In 2017 Israel announced a successful test of a new version of its LORA system that can be mounted and fired from standard shipping containers. The test involved a truck hauling a shipping container parked on a ship deck. The containerized LORA uses a minimum of two containers; one containing four missiles each in the standard sealed container, and the standard electric (not hydraulic) system to point the missile skyward so it will be fired without the rocket blast damaging the ship. Another container contains the control center and some maintenance and test equipment. In the original ship-launched version, the launch center electronics were installed in the ship CIC (Combat Information Center) like other fire control equipment. A ship could carry four or more containers with launchers and the container version could also be used on land with the containers mounted on any heavy truck or tractor-trailer designed to carry those containers. The new container system also makes it easier to add more firepower to existing warships or even unarmed naval support vessels. LORA also has ground (and bunker) penetrating conventional warheads for LORA. Each LORA missile is transported and fired from a sealed container that only had to be checked once every five years.

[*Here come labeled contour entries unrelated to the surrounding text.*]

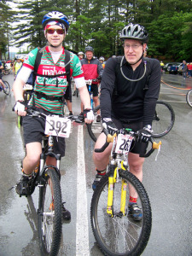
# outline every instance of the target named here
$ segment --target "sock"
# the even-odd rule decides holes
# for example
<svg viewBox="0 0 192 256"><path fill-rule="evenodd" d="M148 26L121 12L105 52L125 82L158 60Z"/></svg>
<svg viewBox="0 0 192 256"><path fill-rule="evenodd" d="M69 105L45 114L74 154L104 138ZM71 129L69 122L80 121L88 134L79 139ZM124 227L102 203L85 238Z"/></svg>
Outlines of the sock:
<svg viewBox="0 0 192 256"><path fill-rule="evenodd" d="M132 196L130 196L130 201L129 201L129 204L130 204L130 205L135 204L135 203L137 203L137 198L134 198L134 197L132 197Z"/></svg>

Israel is using its experience with LORA to design and build more long-range (300 kilometers or more) guided rockets to take over missions previously handled by manned aircraft. In addition to LORA, there is also the experience with loitering munitions. Israel now has a ground-launched version of its air-launched Delilah cruise missile. Delilah saw combat for the first time during the 2006 war with Hezbollah. Delilah is a 1.3 ton weapon, with a range of 250 kilometers and a 30 kg (66 pounds) warhead. It uses GPS, inertial systems and onboard vidcam for guidance. Delilah is designed to cruise around, taking and transmitting vidcam images to detect the right target, then attacking. In Lebanon, it was used to attack trucks carrying missiles. Delilah can stay in the air for up to half an hour and has been used in Syria several times during 2018 to destroy air defense systems. The ground-launched Delilah is meant for any type of target. There was always talk of a longer range Delilah and, now that there is a ground-launched version, a longer range (at least 500 kilometers) version might be a useful addition to the long-range missile artillery unit.